Because Samsung has access to the inner workings of both the camera and smartphone, though, Mr. Seongwoon Kim, Ph.D., Vice President, R&D Team, Digital Imaging Business said "That will come soon." That's a strong statement, and a huge prospective breakthrough in phone/camera usability.

Convergence from both sides

The whole point of meetings like the one these notes are written from is of course to present the company's technology and abilities in the best possible light. Even setting aside the Kool Aid, though, there's a lot to argue that Samsung is uniquely positioned to promote true integration between phones and cameras. After all, they're the only global company with significant market positions in both products. Other device makers will have to wait for industry-wide standards for phone/camera communication to be developed, but Samsung's in the driver's seat on both sides of the relationship, so has the freedom to do whatever they like to make the connection between their own products.


We usually think of camera-phones rather than phone-cameras; a camera that's added on phone features. What are the chances of that happening?

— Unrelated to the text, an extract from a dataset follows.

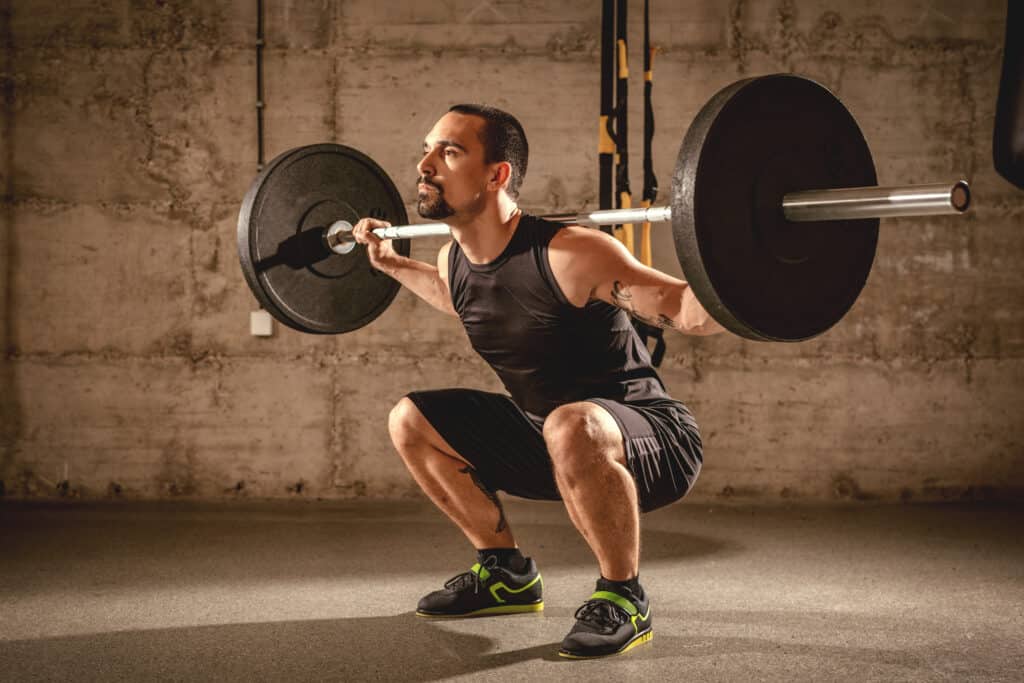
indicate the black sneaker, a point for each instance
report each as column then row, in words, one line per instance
column 611, row 622
column 486, row 590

In a related question, why don't we see cameras with the sorts of glitzy user interfaces smartphones have?

Taking the second question first, it comes down to economics. As stated by Mr. Byungdeok Nam, Senior Vice President, R&D Team, Digital Imaging Business:

"I think the more processing power you have, the more cost you're going to incur, and the added memory is going to be more costly, as well. So I guess cameras can have the same processing power as smartphones. But, I think we have to strike a balance between the cost and the value. And the product that we came up with to strike that balance is the WB150. If the semiconductor technology continues to develop and the price drops, then I think that there will be more smart cameras; then we can have more processing power and memory as in smartphones."

That said, silicon is getting cheaper all the time, and there's at least one camera already in the market running Android, the same OS powering Samsung's smartphones. Again, in the words of Mr. Nam:

"Well, basically, the OS for cameras and the OS for smartphones are different. Right now, phones have more processing power and they have more memory, So semiconductor companies are providing products that are needed by the smartphone companies, but I think that the same goes for cameras. I guess that in a year or two, cameras can have the same processing power or memory as smartphones."

We pressed Samsung a lot on when (or even whether) we might see a Samsung camera running Android, but they wouldn't admit to anything specific. For our part, it's hard to imagine Samung not making such a product: We think it's only a matter of time, and our guess is not a very long time at that.

A true phone-camera is another matter; the problem is the zoom lens. At least for the foreseeable future, there's no way to cram a long-ratio zoom lens into a package the size of a smartphone. - And if it's bigger, we're back to the same camera/phone dichotomy. Even so, Mr. Sunhong Lim, Vice President, Sales & Marketing Team, Digital Imaging Business said "I think the time [when either cameras or cell pones win out over the other] will come earlier than five year', much earlier than five years."

Coming to a camera near you

Because WiFi Direct is an industry standard protocol, Samsung's not the only company working in this direction: Four different companies introduced a total of eight WiFi-enabled digicams at CES 2012 in January of this year. Five hundred million new smartphones every year begging for a connection -- vs just 120 million cameras -- is an irresistable lure. Samsung is better positioned for tight camera/phone integration than anyone else, but expect to see a lot of cameras sporting WiFi radios over the next year or two.